In AlphaZero, the training system is only given the rules of Go. In the supercommunity, the training system is only allowed knowledge up to what is covered in the course to the introduction to algorithms.

How I expect this is done

Start by solving the easiest problems
Maintain a leaderboard of best distinct solutions to equivalent problems
- The leaderboard is updated when a significantly better solution (in terms of complexity, or simplicity) is achieved
Maintain a Wikipedia of algorithms
- When an algorithm is invented, the Wikipedia is updated
Models learn from the created knowledge and attempt to solve harder problems.
Harder problems are invented.
- Valid test cases are invented with the problems.
- Brute force code is written to rigorously check for correctness in small cases.
- Inefficient algorithms are used to check more efficient algorithms.
- Models might point out mistakes in the problem statements.
- Models might point out mistakes in currently accepted solutions with edge cases.
Repeat until success.

Note that these still require human input (but only at the start)

Initial reasoning model (without knowledge of advanced algorithm).
The roles each of the models is doing (problem solver, librarian, problem setter, problem checker, solution checker).
The systems that the models interact with (submission platform, problem setting platform, solution, solution leaderboard, algorithm library)
How are the models expect to respond to interact with these systems.
The algorithms to improve the model (i.e. how reinforcement fine-tuning is implemented).
Rigorous instructions on what is an interesting competitive programming problem.
Rigorous instructions of what is considered progress in solutions.

The supercommunity will need to attempt to solve problems where the solvability is unknown.
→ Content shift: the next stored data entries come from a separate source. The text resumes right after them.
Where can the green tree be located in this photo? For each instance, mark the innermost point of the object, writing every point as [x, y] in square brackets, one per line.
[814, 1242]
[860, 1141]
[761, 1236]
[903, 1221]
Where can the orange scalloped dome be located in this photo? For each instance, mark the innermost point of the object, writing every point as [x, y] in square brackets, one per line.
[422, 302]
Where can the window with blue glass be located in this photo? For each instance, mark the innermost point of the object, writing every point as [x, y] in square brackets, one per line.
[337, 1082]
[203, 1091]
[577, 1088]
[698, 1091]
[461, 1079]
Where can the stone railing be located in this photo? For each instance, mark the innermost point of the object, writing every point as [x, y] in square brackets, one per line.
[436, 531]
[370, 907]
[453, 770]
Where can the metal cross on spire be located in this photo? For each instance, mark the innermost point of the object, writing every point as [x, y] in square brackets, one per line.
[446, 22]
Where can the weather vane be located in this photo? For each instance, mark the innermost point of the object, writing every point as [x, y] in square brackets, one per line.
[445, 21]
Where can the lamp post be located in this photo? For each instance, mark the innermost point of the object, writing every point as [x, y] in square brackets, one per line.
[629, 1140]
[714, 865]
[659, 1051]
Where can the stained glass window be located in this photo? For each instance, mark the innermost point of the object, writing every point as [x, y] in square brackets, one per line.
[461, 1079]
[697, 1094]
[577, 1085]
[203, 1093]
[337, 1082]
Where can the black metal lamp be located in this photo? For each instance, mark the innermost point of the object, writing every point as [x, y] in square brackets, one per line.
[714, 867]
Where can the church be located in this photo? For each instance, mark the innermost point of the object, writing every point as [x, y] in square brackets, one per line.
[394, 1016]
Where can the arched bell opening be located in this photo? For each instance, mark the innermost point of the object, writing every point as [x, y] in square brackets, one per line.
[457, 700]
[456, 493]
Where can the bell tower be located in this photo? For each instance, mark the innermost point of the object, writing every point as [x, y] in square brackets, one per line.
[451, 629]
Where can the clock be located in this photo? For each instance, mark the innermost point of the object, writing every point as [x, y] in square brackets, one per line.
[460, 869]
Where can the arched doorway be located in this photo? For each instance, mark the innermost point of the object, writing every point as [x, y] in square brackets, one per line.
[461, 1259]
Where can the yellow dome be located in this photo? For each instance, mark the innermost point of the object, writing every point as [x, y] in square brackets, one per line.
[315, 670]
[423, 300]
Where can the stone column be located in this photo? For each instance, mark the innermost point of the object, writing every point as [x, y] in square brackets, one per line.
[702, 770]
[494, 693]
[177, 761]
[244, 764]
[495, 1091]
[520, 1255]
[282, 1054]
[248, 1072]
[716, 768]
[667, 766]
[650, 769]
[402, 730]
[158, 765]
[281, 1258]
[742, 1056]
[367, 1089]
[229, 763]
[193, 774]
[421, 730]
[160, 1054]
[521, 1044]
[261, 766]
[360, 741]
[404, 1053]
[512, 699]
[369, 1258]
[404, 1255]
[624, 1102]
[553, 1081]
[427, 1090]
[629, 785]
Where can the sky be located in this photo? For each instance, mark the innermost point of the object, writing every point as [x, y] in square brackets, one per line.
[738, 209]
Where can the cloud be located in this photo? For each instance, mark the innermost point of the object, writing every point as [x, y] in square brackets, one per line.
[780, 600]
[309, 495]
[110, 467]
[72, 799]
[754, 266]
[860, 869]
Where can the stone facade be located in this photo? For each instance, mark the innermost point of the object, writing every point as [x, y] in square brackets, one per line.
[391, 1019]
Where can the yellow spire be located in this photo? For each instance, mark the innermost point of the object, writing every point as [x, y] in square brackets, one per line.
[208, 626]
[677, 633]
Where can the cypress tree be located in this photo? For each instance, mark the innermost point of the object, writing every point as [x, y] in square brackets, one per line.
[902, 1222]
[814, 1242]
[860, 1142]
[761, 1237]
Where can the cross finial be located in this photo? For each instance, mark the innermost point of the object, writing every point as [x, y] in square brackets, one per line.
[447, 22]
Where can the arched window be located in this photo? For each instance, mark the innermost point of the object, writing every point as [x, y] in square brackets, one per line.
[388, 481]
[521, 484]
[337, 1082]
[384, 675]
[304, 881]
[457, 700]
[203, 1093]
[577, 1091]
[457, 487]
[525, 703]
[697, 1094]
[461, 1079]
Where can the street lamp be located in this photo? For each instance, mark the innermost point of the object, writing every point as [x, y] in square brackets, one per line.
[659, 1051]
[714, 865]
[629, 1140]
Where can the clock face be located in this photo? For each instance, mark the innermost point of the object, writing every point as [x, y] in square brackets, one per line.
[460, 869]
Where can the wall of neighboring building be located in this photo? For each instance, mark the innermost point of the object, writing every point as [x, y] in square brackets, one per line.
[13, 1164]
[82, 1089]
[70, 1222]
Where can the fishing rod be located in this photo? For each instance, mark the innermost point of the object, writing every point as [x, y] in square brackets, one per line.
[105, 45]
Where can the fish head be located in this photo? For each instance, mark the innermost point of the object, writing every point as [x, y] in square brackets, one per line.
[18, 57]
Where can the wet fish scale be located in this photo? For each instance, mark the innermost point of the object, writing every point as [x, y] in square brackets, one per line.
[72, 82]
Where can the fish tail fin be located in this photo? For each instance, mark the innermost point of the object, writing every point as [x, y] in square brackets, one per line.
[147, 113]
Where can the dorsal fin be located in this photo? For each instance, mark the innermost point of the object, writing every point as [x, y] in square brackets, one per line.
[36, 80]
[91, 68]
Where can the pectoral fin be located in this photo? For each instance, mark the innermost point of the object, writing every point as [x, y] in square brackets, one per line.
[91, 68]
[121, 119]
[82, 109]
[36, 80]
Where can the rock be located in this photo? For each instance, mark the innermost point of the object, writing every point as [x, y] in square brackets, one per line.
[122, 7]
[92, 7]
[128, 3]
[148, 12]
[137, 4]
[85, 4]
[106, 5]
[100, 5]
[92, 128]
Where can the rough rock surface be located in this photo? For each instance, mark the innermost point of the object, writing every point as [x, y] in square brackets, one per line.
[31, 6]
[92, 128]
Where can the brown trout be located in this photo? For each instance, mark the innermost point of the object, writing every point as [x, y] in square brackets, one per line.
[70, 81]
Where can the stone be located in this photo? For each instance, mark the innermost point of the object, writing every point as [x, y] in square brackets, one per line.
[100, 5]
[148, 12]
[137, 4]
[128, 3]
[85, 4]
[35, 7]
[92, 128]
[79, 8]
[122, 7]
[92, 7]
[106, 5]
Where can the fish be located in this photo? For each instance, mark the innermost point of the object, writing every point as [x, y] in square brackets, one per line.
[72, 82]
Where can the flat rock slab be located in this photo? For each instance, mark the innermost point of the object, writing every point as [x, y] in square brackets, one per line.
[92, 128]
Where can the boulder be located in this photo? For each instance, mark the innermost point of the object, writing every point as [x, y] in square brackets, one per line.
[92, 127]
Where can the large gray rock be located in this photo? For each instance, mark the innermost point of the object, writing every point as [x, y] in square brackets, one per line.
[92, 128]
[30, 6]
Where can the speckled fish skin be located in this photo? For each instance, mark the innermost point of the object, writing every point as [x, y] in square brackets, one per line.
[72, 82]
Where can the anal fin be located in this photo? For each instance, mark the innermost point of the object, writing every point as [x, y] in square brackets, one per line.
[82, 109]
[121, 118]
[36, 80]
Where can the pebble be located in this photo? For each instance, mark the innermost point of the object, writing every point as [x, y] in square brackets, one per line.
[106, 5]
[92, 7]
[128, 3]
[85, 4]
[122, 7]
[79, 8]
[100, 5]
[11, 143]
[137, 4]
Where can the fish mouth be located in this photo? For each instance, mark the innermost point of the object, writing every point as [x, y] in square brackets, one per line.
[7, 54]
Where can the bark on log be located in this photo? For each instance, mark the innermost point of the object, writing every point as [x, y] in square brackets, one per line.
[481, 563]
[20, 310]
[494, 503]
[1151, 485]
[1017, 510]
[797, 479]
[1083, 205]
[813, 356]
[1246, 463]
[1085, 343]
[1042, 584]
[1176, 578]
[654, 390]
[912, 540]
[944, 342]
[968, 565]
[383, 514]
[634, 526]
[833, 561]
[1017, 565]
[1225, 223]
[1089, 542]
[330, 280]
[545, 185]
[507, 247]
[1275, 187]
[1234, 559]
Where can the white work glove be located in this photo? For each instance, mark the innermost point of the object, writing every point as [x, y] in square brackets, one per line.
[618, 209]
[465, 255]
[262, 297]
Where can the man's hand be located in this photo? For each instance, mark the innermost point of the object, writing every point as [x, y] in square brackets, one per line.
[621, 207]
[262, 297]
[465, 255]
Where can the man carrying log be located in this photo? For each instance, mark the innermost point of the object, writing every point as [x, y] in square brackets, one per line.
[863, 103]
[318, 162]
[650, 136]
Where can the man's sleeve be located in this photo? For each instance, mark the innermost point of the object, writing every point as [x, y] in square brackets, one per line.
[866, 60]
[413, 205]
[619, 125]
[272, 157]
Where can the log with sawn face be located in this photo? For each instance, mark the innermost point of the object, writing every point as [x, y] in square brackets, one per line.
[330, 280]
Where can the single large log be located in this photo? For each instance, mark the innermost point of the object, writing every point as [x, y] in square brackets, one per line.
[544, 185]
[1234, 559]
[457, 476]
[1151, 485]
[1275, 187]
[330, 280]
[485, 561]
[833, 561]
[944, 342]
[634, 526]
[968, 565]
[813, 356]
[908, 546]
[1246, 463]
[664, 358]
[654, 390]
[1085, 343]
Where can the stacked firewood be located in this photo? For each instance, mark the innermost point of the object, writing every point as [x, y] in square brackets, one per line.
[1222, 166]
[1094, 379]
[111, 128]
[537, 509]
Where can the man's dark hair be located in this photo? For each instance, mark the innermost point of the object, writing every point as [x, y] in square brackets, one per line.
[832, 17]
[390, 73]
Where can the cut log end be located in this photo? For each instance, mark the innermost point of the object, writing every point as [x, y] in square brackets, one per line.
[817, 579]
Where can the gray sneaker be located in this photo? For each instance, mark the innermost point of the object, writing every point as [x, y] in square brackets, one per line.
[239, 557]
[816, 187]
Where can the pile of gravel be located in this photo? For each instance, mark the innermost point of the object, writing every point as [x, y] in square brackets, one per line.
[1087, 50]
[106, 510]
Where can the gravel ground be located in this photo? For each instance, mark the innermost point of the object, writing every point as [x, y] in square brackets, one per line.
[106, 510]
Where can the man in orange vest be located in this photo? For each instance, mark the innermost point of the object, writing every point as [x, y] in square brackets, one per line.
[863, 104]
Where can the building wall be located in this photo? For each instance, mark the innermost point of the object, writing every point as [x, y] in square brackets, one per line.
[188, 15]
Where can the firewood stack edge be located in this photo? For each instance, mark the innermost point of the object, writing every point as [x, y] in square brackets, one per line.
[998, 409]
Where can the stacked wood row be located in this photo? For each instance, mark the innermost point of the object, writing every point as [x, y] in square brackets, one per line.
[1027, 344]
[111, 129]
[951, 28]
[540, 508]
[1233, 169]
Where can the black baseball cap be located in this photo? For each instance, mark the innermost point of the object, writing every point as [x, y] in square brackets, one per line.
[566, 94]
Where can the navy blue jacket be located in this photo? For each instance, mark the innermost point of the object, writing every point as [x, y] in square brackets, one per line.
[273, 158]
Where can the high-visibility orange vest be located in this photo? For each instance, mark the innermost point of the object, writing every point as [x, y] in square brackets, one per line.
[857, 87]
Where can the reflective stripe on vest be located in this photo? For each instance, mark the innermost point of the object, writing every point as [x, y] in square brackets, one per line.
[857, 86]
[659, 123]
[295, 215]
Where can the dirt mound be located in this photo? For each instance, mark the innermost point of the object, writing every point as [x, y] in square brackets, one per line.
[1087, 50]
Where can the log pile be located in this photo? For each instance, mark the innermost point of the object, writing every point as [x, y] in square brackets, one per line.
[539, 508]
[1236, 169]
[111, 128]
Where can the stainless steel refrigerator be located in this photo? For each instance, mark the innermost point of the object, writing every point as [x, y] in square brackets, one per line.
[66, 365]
They supercommunity will not have access to external resources (editorial, reference code, failing test case example). They need to create the resources themselves. I believe this is possible with the existing LLM architecture.

I expect the following challenges for such a system, which I don’t think are insurmountable

The community may not have a good taste on what good problems are
- The community devolves to only inventing trivial permutations of elementary problems
The community may not have a good taste of what good solutions are
- The community may not be able to invent an algorithm to solve a problem
- The community devolves to finding only trivial improvements in solutions
The community may not be able to invent all the problems humans have invented
The community may not be able to manage their knowledge correctly
The community may not be able to learn from the collective knowledge

The community input restrictions can be relaxed first, and tightened later

Maybe we can start with the superhuman competitive programmer first.
Maybe the leaderboard would already be populated with problems that they need to solve, but without the solutions.
Maybe the models will start with using OpenAI o3, which probably has some knowledge of the solutions to the hardest competitive programming problems.
Maybe we can intervene in the training process when we discover that the community is going off-course.
Maybe the initial model can have some theoretical computer science knowledge (the P=NP problem) which helps to inform which problems are worth solving

If we successfully develop this supercommunity, we are likely to invent elegant problems that we have not invented. We might also discover algorithms that have not been discovered. We will also irrefutably demonstrate the ability of LLMs to create new knowledge.

Ilya promised to pursue safe superintelligence in a straight shot in SSI.inc that he cofounded. I would expect something like the competitive programming supercommunity to be their first release.

This would be the first superhuman system that reproduces and advances scientific knowledge.